Remember: Everything's clickable.
Rank
The result's order, from 1 through N. Results are sorted in reverse chronological order for all searches except those that specify a related:: modifier.
Event
The text of the event itself.
Event Type (Tags)
The event's signature pattern of segments. A value of the form ?34 is assigned by the server while loading the data. Users may replace these values with one or more tags entered locally or found through the Look up Event feature. See the section on Event Types and Tags for details and instructions.
Look Up Event
Click this link to look up the current event's event type in Splunk's online community database of documented event types. See the section on Event Types and Tags for details and instructions.
Timestamp
Splunk extracts a timestamp from every event it indexes, or else assigns it one based on its load time. Splunk timestamps are normalized to a standard format and the Splunk host's time zone. You'll still be able to see the original timestamp in your event as well, but Splunk timestamps make searching and sorting easy.
Similar
Click this link to add, remove, or search for events whose event type is somewhat like the current event. Note that Splunk adds a specially formatted eventtype meta data value to your search.
You can edit the final integer to be anywhere from 1 (very similar) to 4 (remotely similar.)
Related
Click this link to add, remove, or search for events with one or more segment values (e.g. 404 or joeuser) that match values in the current event. Note that Splunk adds a specially formatted related modifier to your search.

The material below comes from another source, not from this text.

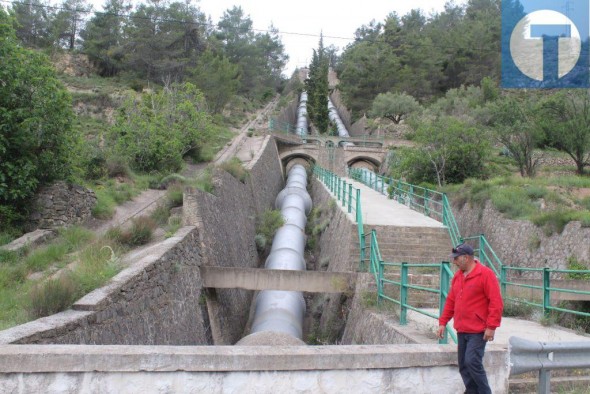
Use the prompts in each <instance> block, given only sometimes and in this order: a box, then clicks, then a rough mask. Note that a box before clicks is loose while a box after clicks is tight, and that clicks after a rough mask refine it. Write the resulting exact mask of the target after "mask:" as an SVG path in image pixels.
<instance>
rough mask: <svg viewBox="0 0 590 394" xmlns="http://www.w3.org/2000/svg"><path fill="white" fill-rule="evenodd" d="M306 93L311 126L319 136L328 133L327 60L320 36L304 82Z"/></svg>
mask: <svg viewBox="0 0 590 394" xmlns="http://www.w3.org/2000/svg"><path fill="white" fill-rule="evenodd" d="M305 89H306V91H307V97H308V98H307V111H308V113H309V117H310V119H311V121H312V122H313V124H314V125H315V126H316V128H317V129H318V131H319V132H320V133H321V134H325V133H326V132H327V131H328V126H329V124H330V118H329V117H328V95H329V93H330V92H329V85H328V58H327V57H326V55H325V52H324V38H323V36H320V42H319V45H318V49H317V50H315V49H314V51H313V56H312V60H311V64H310V65H309V74H308V78H307V80H306V81H305Z"/></svg>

You cannot modify this term.
Source Type
In the same way it assigns event types to individual events, the server also assigns unique values to each different type of input stream. These values are local to the index. You can rename them to be meaningful, e.g. "cisco_syslog".
Host
The host that generated the event. To prevent errors Splunk doesn't try to deduce host automatically as it does timestamps. The value must be explicitly configured by the system administrator. See the Splunk Admin Manual section on How to Load Your Data for instructions and examples of setting the host value.
Source
The name of the file or stream from which the event was loaded.
Show Source
Click this link if you need the full content of an event. Your browser will pop up a new window (be sure you haven't blocked it) with the original raw data for the event. The popup window has forward/backward arrows so you can step through the original source stream, e.g. a series of maillog events loaded from the same file.
Tabs
Splunk's tabbed results group the results of the current search by the meta data present in each result, sorted in descending order of frequency.
Events
The list of individual events sorted by timestamp, most recent first. Click on any part of the event as described in Search Results above to add, remove, or search for specific values displayed in the results.
Event Types
The list of unique event types found in the search results, sorted in descending order of frequency. Click on an eventtype to add, remove, or search for it.
Tags
The list of unique tags found in the search results, sorted in descending order of frequency. Click on a tag to add, remove, or search for it.
Source Types
The list of recognized, unrecognized, and user-edited source types in descending order of frequency. Click on a source type to search for it.
Hosts
The list of unique hosts found in the search results, sorted in descending order of frequency. Click on a host value to add, remove, or search for it.
Sources
The list of unique sources found in the search results, sorted in descending order of frequency. Click on a source value to add, remove, or search for it.
Showing __ per page
You can set the interface to show 5, 10, 20, or 50 results on each page.